The Power of Habit: Why We Do What We Do In Life and Business by Charles Duhigg is an important book about the impact of habits on individuals, organizations and even entire movements of people. The book explains how habits work, how to create new habits by introducing “craves” and the mechanics of why our habits change. Examples of classic craves are set forth like Starbuck’s coffee and others.
Generally speaking, habit cues are governed by other peoples’ behavior at a specific location and time. Prior emotions are often another important component of a habit. Companies like Target can manipulate consumer habits through frequent consumer preference surveys which point toward simple and obvious cues for inspiring consumers to purchase a product on impulse.
Duhigg provides practical examples of how and why people internalize habits. For example, people go to gyms for a human connection and not necessarily exercise on a treadmill alone. The author explains how organizations develop a memory from unwritten rules on how to get things done. Organizations of every size and shape study the behavior of customers to be able to predict future sales and the demand for an individual product.

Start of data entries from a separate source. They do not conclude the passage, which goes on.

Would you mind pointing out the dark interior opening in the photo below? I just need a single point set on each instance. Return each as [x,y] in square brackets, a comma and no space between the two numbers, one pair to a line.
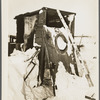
[53,20]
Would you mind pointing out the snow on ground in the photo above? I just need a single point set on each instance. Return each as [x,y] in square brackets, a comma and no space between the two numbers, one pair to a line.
[69,87]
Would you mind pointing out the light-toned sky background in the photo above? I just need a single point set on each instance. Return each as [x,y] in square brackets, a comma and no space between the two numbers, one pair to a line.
[86,12]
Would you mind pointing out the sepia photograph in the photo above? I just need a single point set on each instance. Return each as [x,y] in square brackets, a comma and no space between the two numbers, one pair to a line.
[50,50]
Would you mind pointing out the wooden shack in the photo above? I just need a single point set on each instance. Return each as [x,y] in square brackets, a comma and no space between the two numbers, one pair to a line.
[30,30]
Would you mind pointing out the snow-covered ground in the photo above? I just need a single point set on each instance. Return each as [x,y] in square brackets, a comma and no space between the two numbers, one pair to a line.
[69,87]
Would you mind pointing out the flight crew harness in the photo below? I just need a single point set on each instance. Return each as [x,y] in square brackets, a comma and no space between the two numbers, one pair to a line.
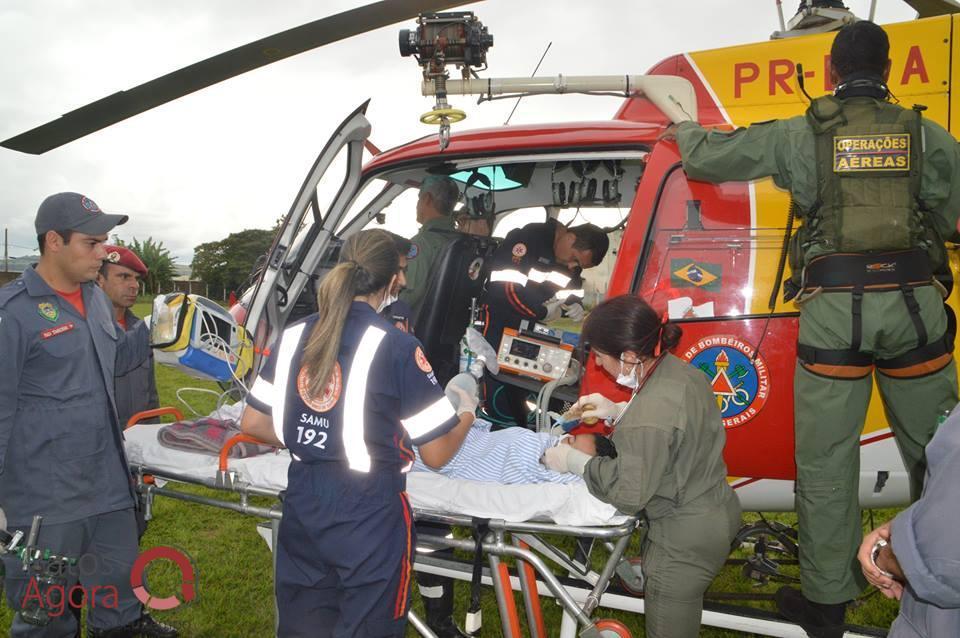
[877,272]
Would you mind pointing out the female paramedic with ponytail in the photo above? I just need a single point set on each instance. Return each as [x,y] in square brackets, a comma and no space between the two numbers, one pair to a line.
[348,394]
[669,466]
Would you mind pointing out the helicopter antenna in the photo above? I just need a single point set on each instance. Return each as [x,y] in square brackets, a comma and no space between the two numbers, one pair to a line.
[800,82]
[537,68]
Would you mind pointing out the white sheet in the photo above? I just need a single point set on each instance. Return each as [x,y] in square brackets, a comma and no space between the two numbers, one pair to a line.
[562,504]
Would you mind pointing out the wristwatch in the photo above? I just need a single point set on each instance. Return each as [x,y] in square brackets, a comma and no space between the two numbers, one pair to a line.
[879,545]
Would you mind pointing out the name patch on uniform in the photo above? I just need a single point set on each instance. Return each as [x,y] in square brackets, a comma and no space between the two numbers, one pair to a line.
[422,362]
[864,153]
[59,330]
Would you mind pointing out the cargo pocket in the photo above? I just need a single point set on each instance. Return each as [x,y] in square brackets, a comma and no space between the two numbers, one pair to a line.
[80,466]
[80,444]
[62,360]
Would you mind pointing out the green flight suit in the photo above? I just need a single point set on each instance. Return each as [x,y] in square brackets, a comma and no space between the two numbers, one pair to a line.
[426,247]
[670,466]
[829,413]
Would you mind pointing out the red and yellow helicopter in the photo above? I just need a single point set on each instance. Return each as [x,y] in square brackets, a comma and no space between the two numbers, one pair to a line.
[708,254]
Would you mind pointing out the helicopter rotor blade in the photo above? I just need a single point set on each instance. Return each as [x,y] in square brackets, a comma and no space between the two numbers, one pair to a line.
[930,8]
[124,104]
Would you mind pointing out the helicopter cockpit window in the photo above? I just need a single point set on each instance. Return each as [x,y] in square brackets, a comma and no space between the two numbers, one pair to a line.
[700,263]
[497,178]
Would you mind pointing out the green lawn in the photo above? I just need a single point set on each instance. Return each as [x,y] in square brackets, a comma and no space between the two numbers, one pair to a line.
[234,565]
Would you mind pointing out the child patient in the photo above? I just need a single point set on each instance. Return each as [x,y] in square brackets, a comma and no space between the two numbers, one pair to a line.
[513,455]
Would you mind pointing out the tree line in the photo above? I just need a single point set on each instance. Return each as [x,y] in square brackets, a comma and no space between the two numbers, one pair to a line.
[223,265]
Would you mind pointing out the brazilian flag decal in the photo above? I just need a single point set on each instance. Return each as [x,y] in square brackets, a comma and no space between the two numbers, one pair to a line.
[686,273]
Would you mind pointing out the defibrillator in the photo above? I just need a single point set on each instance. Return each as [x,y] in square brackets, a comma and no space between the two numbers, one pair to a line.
[199,337]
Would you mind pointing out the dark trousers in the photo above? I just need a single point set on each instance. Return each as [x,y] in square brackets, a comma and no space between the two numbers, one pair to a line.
[106,547]
[344,554]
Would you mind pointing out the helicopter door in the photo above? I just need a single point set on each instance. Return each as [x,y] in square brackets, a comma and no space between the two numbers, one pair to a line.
[306,239]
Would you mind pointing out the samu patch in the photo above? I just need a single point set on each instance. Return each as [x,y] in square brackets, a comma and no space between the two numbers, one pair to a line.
[866,153]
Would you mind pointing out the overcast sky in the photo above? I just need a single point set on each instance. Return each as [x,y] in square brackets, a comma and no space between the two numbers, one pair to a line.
[232,156]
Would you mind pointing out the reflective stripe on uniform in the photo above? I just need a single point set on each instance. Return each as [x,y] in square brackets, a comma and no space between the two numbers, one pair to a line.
[510,276]
[556,278]
[429,418]
[263,392]
[353,427]
[563,294]
[289,341]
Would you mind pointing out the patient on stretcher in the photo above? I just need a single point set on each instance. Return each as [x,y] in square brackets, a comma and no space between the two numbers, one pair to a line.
[513,455]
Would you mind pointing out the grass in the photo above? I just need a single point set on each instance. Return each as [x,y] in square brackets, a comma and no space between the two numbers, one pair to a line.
[235,595]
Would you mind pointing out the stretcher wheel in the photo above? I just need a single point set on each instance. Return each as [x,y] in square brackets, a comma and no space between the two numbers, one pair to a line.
[610,628]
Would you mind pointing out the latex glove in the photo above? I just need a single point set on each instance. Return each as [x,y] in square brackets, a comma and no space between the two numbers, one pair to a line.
[574,311]
[462,392]
[553,310]
[565,458]
[887,586]
[594,407]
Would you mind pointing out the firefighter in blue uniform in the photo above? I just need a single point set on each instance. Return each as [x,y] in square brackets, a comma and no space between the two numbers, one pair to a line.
[535,275]
[61,448]
[349,394]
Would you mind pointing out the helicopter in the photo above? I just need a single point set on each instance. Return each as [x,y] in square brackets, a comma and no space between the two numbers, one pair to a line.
[707,254]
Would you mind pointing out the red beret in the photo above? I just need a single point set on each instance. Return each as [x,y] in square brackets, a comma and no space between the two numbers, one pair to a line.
[126,257]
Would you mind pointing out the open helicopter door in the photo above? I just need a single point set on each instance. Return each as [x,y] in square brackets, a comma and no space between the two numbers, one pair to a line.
[306,238]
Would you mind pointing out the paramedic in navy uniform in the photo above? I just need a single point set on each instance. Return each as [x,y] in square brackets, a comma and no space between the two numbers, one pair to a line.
[348,394]
[61,449]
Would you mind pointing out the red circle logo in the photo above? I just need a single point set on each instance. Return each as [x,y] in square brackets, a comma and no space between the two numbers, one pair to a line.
[188,578]
[331,393]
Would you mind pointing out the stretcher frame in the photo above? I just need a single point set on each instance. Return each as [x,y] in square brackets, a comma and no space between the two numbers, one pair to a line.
[580,593]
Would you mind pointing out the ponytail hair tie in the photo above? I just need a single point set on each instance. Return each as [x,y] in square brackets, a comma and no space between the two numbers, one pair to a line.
[657,348]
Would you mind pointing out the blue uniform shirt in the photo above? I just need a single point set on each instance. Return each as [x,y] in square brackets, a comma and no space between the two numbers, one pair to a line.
[382,396]
[61,452]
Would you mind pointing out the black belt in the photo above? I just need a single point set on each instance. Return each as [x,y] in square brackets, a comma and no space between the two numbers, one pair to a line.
[851,271]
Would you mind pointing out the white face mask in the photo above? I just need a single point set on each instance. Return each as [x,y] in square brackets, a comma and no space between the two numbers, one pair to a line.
[631,380]
[388,299]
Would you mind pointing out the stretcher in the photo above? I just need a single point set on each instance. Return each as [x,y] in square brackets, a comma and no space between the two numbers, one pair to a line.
[520,522]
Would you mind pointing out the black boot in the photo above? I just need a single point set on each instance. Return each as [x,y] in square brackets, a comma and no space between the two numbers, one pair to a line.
[440,614]
[143,627]
[817,619]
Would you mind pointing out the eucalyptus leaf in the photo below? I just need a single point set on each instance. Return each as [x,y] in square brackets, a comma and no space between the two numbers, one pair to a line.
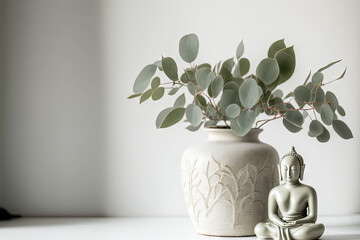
[180,101]
[233,110]
[170,68]
[315,128]
[326,113]
[240,49]
[341,110]
[157,93]
[342,129]
[193,114]
[324,137]
[327,66]
[294,117]
[146,95]
[155,83]
[249,93]
[317,78]
[217,86]
[189,47]
[169,117]
[268,70]
[275,47]
[143,79]
[332,100]
[244,66]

The author explains how to extinguish bad habits. First, people must have a strong will to believe that they can change in order to develop the momentum to move a difficult agenda item forward. In moving forward, small wins represent the steady application of a small advantage which people develop incrementally until a complete change can be accomplished.
The Power of Habit is an important book which guides people and organizations through the difficult process of accomplishing change when the need to do so is agreed upon. The presentation is easy to read and the contents are written well. This book will appear to a large constituency in academe, government and in private industry.